Policy language to include:

CI gate: All pull requests must pass the BrassCoders CI scan before merge.
Branch protection rules require this check. Override requires an explicit exception logged in the PR description.

Gate 3 — Human Review Threshold

Automated gates catch rule-based patterns. Human review catches logic errors, architectural concerns, and context a scanner doesn't have. A policy should define when human review is required — not optional.
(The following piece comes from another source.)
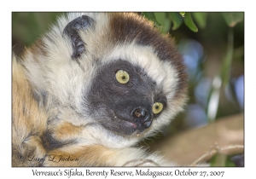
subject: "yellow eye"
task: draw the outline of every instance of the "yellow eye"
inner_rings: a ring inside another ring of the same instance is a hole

The minimum threshold: any PR touching authentication, payment handling, or data persistence requires human approval from a senior engineer, regardless of automated scan results. The scan passed doesn't mean the logic is sound.

Change type Automated scan sufficient? Senior review required?
Internal tooling, no user data Yes No
API endpoint changes Yes Yes
Auth / session handling Yes Yes (mandatory)
Payment / billing code Yes Yes (mandatory)
Data migration Yes Yes + DBA sign-off

The right column answers the question independently of what the scan found. A CRITICAL finding in auth code requires both the scan to pass (after the finding is resolved) and a senior approval. A clean scan on auth code still requires a senior approval. These aren't redundant: the scan catches pattern violations; the human catches the things a pattern scanner has no visibility into.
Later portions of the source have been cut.